Direct lending has dominated private credit fundraising
$210 billion of private credit fundraising in 2024, up from $198 billion the previous year.
Direct lending funds raised 65% of the total.
Fundraising in nearly every other sub-strategy declined compared to 2023 – indicating a “flight to safety” by investors.
There were some record-breaking direct lending raises in the US and Europe, with just five funds accounting for roughly 40% of the fundraising. Two of these ‘mega-funds’ were: Ares Senior Direct Lending Fund III at $15.3 billion ($34 billion with leverage) and ICG Senior Debt Partners V at $17 billion.
84% of all money raised in 2024 went to managers who were established pre-financial crisis. This was 78% in 2023. Investors are looking for a safe pair of hands as they expect the credit cycle to turn and result in challenging times ahead.

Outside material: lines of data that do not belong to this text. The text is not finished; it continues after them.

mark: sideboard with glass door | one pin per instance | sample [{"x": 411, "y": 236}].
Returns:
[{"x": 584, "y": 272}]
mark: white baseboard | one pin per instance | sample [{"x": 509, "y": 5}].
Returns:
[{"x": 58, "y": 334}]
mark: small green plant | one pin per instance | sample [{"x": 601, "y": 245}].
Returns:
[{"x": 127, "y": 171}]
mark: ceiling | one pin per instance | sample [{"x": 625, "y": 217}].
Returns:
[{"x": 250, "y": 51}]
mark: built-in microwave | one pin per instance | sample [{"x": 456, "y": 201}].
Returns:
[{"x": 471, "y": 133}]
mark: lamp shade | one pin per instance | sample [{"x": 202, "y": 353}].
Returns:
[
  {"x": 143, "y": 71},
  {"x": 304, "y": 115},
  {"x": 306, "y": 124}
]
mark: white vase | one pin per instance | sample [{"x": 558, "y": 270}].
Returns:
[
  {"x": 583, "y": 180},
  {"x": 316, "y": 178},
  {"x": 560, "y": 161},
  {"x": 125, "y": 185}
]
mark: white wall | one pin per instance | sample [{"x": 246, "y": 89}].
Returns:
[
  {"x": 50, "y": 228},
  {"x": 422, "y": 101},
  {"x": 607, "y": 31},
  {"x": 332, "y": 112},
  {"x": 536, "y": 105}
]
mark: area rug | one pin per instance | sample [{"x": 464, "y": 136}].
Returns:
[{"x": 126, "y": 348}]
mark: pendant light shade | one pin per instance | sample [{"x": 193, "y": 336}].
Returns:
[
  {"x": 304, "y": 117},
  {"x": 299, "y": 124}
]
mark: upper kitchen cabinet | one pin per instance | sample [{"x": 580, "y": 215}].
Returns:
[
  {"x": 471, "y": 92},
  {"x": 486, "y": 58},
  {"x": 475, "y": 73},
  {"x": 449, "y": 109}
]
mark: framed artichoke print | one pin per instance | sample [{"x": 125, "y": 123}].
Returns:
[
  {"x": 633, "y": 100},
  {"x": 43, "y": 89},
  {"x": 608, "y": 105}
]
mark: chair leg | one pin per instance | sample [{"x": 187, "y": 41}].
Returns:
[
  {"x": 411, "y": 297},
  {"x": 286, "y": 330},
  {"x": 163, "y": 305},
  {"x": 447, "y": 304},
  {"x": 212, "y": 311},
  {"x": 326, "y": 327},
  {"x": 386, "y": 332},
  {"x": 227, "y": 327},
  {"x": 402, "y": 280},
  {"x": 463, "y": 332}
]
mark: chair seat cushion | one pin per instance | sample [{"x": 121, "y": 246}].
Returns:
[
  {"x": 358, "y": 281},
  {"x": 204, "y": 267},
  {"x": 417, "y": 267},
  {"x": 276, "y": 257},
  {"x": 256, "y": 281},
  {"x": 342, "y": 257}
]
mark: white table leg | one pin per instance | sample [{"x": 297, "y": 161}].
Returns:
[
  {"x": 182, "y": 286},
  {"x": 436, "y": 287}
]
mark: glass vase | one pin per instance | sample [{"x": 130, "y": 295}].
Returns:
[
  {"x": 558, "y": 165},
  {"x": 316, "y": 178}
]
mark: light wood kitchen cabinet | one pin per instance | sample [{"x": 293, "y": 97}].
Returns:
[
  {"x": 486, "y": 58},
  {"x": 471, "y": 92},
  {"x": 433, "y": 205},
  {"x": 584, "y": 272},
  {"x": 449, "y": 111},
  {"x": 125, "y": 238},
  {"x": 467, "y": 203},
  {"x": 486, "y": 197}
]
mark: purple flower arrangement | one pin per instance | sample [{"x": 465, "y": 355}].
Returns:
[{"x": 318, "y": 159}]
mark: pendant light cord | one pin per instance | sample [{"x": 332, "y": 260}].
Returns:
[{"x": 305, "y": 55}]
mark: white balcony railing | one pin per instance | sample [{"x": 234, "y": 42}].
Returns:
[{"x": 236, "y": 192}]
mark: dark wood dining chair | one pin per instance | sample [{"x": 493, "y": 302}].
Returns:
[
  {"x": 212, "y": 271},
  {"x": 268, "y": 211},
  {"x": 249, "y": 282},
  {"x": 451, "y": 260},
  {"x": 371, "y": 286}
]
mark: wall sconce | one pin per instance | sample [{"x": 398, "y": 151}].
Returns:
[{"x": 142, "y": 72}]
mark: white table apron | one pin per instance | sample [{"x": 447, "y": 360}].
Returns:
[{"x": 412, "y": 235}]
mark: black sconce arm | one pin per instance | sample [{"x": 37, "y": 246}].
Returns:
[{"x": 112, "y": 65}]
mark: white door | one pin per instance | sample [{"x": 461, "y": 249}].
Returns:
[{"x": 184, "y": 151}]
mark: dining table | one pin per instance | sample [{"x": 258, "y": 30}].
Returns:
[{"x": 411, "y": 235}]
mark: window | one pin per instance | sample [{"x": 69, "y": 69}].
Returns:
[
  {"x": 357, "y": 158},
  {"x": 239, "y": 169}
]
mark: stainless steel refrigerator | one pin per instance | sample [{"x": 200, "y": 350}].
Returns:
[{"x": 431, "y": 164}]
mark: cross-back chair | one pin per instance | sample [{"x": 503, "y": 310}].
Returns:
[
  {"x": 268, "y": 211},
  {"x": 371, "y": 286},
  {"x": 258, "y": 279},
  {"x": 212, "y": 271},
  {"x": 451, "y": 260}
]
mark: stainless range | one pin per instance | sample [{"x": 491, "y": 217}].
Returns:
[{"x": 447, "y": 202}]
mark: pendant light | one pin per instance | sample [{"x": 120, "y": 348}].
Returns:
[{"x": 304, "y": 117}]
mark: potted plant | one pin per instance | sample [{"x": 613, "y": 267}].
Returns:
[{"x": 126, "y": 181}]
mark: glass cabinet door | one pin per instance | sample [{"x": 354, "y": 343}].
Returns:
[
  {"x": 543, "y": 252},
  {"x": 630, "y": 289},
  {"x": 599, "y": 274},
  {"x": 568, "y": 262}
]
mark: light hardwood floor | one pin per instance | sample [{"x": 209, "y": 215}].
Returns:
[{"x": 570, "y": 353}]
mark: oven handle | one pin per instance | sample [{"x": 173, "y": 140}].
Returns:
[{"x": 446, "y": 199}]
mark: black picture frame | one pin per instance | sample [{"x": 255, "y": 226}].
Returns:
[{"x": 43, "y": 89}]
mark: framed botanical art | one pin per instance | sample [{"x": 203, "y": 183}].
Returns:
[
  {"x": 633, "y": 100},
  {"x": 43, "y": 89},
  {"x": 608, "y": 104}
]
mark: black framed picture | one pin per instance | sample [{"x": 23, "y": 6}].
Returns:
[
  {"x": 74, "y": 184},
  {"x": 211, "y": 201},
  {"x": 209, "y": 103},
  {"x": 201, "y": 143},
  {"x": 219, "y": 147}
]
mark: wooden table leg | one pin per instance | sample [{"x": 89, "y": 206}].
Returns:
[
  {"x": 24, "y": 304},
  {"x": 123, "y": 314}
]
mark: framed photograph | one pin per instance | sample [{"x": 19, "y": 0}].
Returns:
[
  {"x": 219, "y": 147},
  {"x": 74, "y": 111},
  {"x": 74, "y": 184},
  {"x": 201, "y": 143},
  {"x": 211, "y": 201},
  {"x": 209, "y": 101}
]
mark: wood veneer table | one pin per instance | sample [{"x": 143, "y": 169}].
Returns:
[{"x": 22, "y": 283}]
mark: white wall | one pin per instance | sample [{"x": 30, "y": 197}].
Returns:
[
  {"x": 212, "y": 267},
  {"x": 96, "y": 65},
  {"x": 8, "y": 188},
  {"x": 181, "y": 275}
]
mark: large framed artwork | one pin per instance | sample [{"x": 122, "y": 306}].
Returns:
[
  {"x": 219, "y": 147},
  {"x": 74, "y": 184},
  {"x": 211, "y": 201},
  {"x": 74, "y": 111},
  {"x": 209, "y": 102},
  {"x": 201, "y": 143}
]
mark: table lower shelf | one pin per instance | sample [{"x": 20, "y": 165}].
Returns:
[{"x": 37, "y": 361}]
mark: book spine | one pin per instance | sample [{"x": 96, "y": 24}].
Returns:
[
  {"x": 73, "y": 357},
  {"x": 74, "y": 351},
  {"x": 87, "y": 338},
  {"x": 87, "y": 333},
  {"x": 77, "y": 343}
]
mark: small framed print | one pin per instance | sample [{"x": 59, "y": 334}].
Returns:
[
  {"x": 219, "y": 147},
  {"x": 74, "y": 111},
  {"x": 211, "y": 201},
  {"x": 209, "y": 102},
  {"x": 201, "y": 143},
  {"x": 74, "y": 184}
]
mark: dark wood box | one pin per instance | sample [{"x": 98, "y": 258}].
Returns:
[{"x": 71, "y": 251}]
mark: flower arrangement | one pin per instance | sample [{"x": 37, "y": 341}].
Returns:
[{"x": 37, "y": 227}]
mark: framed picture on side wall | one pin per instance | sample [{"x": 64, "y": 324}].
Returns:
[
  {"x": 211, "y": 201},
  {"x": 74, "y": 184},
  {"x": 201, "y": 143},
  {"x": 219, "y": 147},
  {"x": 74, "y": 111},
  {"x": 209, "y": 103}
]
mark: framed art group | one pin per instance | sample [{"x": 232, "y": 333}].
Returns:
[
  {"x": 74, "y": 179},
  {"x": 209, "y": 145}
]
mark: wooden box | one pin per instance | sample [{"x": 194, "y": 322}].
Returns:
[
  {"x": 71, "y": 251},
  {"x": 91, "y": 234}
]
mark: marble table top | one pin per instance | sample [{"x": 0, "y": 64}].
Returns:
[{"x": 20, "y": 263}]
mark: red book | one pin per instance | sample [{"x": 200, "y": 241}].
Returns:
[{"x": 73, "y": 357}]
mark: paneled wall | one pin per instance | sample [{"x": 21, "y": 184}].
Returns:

Borrowers are exhibiting signs of stress
Interest coverage ratios are low alongside increasing rates of payment-in-kind.
Average interest coverage ratio in private credit loans has declined from a peak of 3.2x in 2021 to ~1.5x in recent months.
Proportion of borrowers with IC ratio <1.5x now stands at 47%, up from just 7% in Q4 2020.
IMF Financial Stability Report: over 40% of private credit borrowers have negative free cash flow.
Significant increase in use of payment-in-kind facilities since 2022, indicating that borrowers struggling with interest burden.
Formerly limited to mezzanine debt, but increasingly being used in senior direct loans.
A relatively low headline private credit default rate masks the increasing use of liability management exercises, which points to more potential stress in private credit.
Q1 2025 saw record fundraising despite volatility
H1 fundraising outpaced same period in 2024.
59 final closes in H1 2025 for a total of $124 billion, 50% above H1 2024’s total of $82 billion from 41 funds.
$72 billion raised in Q1, the busiest single quarter in at least two years and the busiest Q1 ever.
The ‘mega-fund’ trend continues with two further $10+ billion closes: Ares Capital Europe VI (€17.1 billion/$18.8 billion) and Oaktree Opportunities Fund XII ($16 billion).